Trust and willingness to switch back
- Many commenters say “too late”: they’ve migrated to OpenSearch and see no reason to return, citing cost, effort, and fear of another future license flip.
- Others appreciate the move and argue companies should be acknowledged when they revert to a free/open license.
- Broken trust and the continued CLA are recurring reasons given for sticking with OpenSearch or other stacks.
Elasticsearch vs OpenSearch: adoption and features
- Adoption/mindshare is contested: some anecdata say “everyone” now starts with OpenSearch; others cite DB-Engines and GitHub metrics showing Elasticsearch still far ahead.
- Technically, for core document search both are very similar (same Lucene base). Differences:
- Elasticsearch: richer observability/SIEM tooling, some powerful ingest processors, more mature docs and ecosystem, claims better vector-search performance.
- OpenSearch: Apache 2.0, strong free-tier security (RBAC, SSO, alerts), tight AWS integration; criticized for weaker docs, flaky behavior, and rough Spark tooling.
- New deployments reportedly lean toward OpenSearch, especially in security/logging and on AWS; many legacy ES users haven’t churned yet.
AWS, trademarks, and forks
- Past “Amazon Elasticsearch Service” branding is widely seen as confusing or harmful to Elastic; Elastic sued on trademark and reached a settlement.

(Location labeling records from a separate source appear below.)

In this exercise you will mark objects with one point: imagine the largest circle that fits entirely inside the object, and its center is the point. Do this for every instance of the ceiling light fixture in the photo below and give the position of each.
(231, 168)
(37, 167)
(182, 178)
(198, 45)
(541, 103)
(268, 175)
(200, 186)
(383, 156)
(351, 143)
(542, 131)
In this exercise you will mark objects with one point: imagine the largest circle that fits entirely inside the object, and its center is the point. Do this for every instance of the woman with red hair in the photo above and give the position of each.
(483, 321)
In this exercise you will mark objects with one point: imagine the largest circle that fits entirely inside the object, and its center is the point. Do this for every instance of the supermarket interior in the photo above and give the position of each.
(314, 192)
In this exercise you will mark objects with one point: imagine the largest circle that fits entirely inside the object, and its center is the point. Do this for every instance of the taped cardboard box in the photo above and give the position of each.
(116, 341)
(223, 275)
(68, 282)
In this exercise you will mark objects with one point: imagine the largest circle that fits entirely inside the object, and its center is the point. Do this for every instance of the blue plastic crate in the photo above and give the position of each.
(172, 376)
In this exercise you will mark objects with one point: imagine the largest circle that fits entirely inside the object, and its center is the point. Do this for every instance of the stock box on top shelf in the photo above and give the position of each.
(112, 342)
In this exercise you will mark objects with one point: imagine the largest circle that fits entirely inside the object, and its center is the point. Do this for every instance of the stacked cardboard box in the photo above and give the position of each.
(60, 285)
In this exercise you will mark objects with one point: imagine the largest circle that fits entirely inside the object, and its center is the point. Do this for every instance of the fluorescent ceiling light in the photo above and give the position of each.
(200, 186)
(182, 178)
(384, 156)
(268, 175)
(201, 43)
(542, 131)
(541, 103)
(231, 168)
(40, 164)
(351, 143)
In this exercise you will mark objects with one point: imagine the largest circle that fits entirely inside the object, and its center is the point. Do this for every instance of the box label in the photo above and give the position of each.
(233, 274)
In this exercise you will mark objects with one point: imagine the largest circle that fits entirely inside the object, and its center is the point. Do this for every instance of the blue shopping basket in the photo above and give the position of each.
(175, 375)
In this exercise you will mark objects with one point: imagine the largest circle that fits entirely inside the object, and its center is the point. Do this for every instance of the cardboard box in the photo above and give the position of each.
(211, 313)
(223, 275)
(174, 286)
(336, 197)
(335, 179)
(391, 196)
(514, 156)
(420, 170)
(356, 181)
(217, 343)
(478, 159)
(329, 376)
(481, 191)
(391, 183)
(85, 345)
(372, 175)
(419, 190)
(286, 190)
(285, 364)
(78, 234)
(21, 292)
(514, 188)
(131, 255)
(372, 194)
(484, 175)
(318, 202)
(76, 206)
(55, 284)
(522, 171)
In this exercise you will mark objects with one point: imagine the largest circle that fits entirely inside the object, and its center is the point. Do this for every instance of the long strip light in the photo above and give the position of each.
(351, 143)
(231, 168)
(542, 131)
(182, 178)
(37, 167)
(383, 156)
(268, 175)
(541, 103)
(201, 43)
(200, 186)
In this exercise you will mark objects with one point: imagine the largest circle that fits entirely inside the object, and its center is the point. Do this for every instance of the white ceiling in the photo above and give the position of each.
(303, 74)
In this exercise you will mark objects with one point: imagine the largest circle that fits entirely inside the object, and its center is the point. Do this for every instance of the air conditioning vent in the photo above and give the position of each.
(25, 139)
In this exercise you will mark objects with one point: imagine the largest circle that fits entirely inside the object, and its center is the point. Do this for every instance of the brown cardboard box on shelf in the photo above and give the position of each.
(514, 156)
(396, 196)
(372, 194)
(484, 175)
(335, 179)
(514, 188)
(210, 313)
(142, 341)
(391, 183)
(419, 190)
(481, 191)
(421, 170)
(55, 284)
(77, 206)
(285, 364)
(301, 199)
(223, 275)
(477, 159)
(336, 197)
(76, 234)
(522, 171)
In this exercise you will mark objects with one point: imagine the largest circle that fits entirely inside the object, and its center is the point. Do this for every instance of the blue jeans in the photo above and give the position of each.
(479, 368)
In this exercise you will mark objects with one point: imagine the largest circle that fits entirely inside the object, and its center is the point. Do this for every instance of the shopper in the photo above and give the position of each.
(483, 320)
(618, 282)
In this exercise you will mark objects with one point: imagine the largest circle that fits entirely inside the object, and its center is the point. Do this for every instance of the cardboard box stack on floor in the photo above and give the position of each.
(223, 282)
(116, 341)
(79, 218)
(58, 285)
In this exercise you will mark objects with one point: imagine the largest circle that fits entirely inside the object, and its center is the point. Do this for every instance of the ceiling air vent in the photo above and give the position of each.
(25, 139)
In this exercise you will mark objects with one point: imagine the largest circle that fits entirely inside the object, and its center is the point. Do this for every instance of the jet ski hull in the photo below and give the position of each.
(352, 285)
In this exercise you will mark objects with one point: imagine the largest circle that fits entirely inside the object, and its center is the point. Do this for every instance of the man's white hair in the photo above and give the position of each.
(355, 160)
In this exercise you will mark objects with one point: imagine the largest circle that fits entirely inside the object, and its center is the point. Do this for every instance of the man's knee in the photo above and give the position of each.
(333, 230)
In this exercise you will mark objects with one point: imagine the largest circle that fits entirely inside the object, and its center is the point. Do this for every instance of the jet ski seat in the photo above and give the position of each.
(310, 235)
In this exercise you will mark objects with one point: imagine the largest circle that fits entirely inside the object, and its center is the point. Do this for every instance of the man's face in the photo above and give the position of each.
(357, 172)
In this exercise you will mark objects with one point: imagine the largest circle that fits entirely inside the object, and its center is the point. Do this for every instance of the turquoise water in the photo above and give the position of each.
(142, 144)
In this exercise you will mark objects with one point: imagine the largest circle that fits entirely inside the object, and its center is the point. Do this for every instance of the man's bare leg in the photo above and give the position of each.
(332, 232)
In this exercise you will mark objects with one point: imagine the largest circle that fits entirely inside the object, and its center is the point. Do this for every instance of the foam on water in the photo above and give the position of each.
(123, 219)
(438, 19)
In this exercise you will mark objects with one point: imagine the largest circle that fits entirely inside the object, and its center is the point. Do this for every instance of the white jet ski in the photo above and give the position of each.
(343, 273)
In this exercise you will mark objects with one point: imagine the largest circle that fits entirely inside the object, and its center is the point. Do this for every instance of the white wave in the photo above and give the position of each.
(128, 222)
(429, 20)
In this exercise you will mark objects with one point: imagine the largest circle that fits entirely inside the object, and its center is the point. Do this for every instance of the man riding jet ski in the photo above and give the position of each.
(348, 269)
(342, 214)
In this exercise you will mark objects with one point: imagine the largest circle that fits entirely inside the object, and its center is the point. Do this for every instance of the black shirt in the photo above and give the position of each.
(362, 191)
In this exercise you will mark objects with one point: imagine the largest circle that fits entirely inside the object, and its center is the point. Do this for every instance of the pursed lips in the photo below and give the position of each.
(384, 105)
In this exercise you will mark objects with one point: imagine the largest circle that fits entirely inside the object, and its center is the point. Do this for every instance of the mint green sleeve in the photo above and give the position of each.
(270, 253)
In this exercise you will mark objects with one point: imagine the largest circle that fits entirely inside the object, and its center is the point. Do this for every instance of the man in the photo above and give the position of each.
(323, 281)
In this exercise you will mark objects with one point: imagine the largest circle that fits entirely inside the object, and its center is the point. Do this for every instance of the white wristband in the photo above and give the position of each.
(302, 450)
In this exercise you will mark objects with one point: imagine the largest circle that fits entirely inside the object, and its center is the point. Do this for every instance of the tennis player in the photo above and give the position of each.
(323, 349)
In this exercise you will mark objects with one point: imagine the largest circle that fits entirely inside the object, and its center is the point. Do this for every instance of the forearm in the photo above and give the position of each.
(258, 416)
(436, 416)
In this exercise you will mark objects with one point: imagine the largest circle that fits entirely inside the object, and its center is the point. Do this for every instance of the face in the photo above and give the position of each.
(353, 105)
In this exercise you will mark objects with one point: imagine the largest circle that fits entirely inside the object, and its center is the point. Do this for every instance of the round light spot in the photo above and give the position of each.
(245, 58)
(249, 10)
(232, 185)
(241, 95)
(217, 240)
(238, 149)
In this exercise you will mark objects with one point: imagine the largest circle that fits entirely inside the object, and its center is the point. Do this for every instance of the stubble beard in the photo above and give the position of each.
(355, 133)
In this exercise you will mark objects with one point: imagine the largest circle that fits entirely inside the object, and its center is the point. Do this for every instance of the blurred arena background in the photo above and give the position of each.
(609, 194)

- Commenters argue Elastic’s license change successfully forced AWS to maintain a clearly named fork (OpenSearch) and invest in it.
- With AGPL, if AWS ever used upstream ES again and modified it, they’d need to publish changes; meanwhile Elastic can legally reuse Apache‑2.0 OpenSearch code, but not vice versa.
AGPL vs other licenses
- AGPL is viewed by some engineers as clear and reasonable (publish your modifications when you offer the software as a network service).
- In practice, many corporate legal departments ban AGPL due to perceived “viral” risks and lack of case law, making ES adoption harder than with Apache 2.0.
- Elastic License, SSPL, BSL, and similar “source-available” licenses are debated:
- Pro: protect vendors from hyperscalers reselling without contributing.
- Con: not OSI‑approved, ambiguous terms (“competing service”, “substantial features”), and unfriendly to downstream hosting and community forks.
Open source, hyperscalers, and fairness
- Strong disagreement over whether AWS and peers “exploit” permissive OSS or legitimately follow its rules.
- Some argue permissive licensing plus cloud power depresses vendor business models and pushes relicensing; others say open source is inherently about allowing such use.
- Broader philosophical debate: four freedoms vs “fair source,” whether licenses should explicitly block megacorp monetization, and whether strict copyleft (AGPL) is “ideal in the age of big tech.”
Miscellaneous
- Elastic’s website, pricing clarity, and enterprise-heavy sales motions are heavily criticized.
- The blog’s Kendrick Lamar track-title section headers are widely seen as distracting, cringey, or “LLM-ish.”